The capacity of each RRM-type protein to bind biotinylated transcripts harboring the described motifs was tested. The RNA-protein complexes were pulled-down with streptavidin-coated beads and the presence of the protein revealed by Western blotting. ZFP1m is a short region of the ZFP1 mRNA that contains UBP1m, whereas RpS5m is a portion of the RpS5 transcript harboring RBP3m (Fig. 4C). Both fragments were inserted into a pGEM-T polylinker transcript and are termed pGEM-T ZFP1m(+) and pGEM-T RpS5m(+), respectively. A pGEM-T polylinker transcript without any insert was used as a negative control because in silico predictions indicated that this sequence did not contain any of the motifs under analysis. RNAs were transcribed in vitro in the presence of CTP-Biotin and incubated with recombinant GST-tagged Tc UBP1, Tc RBP3, or GST alone (as a control). pGEM-T ZFP1m(+) effectively pulled-down Tc UBP1 protein but failed to show binding to Tc RBP3 or to control GST protein. In contrast, pGEM-T RpS5m(+), pulled-down Tc RBP3 but not Tc UBP1 or GST (Fig. 4D).

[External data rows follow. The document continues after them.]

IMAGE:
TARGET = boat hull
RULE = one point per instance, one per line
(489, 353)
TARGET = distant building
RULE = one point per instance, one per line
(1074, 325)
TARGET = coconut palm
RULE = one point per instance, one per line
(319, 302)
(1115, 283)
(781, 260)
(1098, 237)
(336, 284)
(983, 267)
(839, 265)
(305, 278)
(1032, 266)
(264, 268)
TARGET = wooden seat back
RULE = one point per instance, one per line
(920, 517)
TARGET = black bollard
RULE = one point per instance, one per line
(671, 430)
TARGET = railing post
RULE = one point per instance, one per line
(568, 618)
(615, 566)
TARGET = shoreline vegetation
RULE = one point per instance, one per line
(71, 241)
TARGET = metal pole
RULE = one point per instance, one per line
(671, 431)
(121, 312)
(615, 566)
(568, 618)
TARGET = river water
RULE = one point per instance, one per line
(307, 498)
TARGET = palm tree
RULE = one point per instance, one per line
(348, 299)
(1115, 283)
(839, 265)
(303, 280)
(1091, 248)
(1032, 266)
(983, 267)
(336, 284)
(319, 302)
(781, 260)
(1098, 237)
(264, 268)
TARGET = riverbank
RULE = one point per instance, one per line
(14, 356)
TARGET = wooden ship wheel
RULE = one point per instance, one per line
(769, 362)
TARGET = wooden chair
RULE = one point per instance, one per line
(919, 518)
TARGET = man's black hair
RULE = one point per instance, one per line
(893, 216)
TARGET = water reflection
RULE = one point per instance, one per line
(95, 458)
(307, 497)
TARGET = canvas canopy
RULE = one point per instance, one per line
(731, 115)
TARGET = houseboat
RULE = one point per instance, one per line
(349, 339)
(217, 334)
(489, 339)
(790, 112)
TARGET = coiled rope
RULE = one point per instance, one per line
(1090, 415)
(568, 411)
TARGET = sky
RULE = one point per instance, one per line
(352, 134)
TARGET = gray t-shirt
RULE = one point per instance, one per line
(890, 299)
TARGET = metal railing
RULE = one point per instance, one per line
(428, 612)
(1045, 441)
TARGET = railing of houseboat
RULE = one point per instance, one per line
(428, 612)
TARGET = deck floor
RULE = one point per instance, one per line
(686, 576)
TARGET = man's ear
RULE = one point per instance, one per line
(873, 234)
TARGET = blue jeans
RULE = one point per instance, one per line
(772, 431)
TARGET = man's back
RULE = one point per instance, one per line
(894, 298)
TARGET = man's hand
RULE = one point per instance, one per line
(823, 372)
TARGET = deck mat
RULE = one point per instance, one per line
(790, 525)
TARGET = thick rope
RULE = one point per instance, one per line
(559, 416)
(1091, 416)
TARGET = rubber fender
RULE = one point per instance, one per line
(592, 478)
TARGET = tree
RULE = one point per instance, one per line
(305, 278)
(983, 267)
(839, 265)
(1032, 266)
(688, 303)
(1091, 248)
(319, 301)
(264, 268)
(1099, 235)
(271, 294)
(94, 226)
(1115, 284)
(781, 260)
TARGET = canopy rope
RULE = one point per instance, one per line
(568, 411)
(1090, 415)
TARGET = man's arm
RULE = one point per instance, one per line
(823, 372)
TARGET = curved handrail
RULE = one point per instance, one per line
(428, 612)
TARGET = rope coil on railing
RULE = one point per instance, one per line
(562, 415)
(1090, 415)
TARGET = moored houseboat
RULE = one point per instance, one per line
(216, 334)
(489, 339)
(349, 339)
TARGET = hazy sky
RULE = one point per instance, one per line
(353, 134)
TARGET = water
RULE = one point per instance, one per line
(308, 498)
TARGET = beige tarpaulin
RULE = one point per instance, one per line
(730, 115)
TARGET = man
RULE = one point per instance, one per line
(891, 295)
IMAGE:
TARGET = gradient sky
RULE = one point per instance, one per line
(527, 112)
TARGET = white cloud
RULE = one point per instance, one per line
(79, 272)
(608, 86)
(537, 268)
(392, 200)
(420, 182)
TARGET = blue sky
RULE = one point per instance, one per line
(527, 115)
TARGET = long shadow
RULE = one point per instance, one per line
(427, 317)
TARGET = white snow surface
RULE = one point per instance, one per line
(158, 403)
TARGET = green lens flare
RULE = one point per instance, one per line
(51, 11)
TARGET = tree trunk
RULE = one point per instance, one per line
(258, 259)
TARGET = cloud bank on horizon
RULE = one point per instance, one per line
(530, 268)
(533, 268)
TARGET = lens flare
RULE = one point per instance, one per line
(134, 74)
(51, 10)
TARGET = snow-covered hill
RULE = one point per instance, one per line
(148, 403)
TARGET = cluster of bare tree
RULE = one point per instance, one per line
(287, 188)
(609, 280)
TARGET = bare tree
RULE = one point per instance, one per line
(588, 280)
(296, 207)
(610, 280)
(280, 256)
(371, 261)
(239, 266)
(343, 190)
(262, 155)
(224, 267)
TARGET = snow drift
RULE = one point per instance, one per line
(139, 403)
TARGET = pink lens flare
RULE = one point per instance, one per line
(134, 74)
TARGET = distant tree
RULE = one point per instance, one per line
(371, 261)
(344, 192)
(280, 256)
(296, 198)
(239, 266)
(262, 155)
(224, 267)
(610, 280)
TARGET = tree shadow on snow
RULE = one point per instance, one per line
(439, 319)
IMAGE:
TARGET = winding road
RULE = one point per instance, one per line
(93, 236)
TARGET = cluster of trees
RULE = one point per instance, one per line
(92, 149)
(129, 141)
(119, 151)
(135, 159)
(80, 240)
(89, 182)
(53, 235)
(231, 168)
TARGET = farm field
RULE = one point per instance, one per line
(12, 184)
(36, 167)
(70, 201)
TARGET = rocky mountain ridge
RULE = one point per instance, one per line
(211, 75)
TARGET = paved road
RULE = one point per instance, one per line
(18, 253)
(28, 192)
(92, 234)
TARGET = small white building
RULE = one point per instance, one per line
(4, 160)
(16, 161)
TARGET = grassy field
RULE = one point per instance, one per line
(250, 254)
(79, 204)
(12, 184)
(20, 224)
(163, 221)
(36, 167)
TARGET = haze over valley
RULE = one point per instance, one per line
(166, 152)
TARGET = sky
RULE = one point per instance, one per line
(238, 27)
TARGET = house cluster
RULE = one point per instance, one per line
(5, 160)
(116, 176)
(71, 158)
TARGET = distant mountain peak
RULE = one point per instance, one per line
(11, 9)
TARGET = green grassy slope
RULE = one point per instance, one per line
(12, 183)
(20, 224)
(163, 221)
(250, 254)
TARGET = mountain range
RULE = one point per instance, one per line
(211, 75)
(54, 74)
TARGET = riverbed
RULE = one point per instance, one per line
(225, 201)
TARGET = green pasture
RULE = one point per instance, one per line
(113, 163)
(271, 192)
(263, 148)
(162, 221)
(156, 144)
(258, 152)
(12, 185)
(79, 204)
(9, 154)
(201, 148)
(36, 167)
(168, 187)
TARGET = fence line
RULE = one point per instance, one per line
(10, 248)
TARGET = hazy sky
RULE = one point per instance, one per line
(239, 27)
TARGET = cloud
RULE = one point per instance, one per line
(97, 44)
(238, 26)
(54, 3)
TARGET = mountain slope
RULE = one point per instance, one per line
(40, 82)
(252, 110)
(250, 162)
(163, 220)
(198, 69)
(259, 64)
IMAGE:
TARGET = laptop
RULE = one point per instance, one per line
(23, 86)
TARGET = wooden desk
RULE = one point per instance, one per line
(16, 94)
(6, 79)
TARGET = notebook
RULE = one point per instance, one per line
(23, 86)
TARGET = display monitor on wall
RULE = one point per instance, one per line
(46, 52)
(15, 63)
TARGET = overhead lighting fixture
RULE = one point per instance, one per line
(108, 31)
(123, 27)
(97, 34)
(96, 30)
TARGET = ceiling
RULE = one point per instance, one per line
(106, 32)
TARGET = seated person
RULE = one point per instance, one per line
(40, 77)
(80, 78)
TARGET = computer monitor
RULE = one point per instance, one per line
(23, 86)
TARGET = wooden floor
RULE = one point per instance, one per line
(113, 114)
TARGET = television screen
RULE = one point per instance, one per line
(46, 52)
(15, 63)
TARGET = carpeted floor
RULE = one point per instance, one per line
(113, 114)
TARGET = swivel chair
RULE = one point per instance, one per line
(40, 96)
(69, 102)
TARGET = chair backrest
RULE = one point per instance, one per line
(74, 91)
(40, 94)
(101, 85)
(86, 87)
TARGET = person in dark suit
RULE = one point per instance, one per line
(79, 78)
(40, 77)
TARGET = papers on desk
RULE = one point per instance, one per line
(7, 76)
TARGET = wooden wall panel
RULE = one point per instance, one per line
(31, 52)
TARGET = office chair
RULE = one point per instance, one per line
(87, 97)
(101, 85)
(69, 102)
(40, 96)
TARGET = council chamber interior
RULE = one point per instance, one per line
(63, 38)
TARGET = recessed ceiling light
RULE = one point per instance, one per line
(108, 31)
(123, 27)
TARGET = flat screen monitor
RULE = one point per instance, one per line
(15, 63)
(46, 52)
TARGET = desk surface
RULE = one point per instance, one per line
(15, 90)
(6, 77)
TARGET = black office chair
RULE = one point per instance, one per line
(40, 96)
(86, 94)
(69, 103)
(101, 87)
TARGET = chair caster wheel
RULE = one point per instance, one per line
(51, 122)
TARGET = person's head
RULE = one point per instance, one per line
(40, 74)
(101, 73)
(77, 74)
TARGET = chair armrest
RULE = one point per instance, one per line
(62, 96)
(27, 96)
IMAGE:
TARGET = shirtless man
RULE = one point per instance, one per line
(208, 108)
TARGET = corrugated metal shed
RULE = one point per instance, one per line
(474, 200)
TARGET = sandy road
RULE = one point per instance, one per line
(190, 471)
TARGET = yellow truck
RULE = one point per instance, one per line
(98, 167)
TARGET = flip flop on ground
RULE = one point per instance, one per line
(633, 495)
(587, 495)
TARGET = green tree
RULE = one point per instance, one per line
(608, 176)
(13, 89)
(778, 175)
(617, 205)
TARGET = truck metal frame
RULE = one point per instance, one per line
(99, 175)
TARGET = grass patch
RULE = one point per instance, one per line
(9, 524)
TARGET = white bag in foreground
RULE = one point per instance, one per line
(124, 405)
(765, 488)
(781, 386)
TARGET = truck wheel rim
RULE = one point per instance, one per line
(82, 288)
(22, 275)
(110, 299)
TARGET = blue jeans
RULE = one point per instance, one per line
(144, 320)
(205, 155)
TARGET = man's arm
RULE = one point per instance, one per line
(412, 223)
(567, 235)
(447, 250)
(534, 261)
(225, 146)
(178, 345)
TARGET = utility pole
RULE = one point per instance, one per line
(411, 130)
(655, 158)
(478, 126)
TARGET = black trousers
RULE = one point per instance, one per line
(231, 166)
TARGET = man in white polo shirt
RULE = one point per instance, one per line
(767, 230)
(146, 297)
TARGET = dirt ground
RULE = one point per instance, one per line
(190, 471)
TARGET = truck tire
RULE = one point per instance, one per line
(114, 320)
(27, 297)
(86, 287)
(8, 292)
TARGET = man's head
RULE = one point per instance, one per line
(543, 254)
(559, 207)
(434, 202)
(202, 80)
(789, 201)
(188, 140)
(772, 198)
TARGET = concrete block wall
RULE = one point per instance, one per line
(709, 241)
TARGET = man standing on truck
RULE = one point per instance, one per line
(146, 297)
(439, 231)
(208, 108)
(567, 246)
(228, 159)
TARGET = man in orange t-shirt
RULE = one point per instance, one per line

The control transcript (pGEM-T) failed to show binding to any of the Tc RBPs.

To analyze if the stem-loop structures identified might be involved in the interaction of proteins with target mRNAs, the following transcripts were transcribed and used in RNA-binding assays: (1) RNAs comprising short flanking regions with either UBP1m or RBP3m (ZFP1m and RPS5m); (2) RNAs lacking the motifs but containing only the flanking regions [ZFP1m(-) and RPS5m(-)]; and, (3) RNAs in which the motifs of interest were replaced by different sequences [ZFP1m (mut) and RPS5m (mut)]. As shown in Figure 5A and 5B, weak binding was seen when the motifs were absent [ZFP1m(-) and RPS5m(-)] or when they were substituted by other sequences [ZFP1m (mut) or RPS5m (mut)]. It is to be noted that RBP3 did not bind to RpS5m (mut) construct albeit it folds into a stem-loop structure. Besides, it did not bind other predicted stem-loops such as the one present in the ZFP1 3'-UTR showed in Figure 4D, indicating that slight differences in the RNA structure affect RNA-binding. Contrary, transcripts bearing complete UBP1m or RBP3m motifs showed considerably enhanced interactions with the corresponding RBPs. Taken together, these results demonstrate that the identified RNA elements are involved in interactions with RBPs and that transcripts can be rendered targets for UBP1 or RBP3 by addition of the correct RNA motif.

Figure 5
figure 5

Deletions and mutations of motifs sequences hinder the interaction with proteins. Biotin pull-down assays using shorter and mutated regions of ZFP1 and RpS5 mRNAs. Secondary structures of these RNAs are shown. ZFP1m and RPS5m are RNAs comprising flanking regions plus UBP1m or RBP3m, respectively. ZFP1m(-) and RPS5m(-) contain only flanking regions and ZFP1m (mut) and RPS5m (mut) enclose irrelevant motifs. GST fusion proteins (rTc UBP1 and rTc RBP3) were recognized by Western blot.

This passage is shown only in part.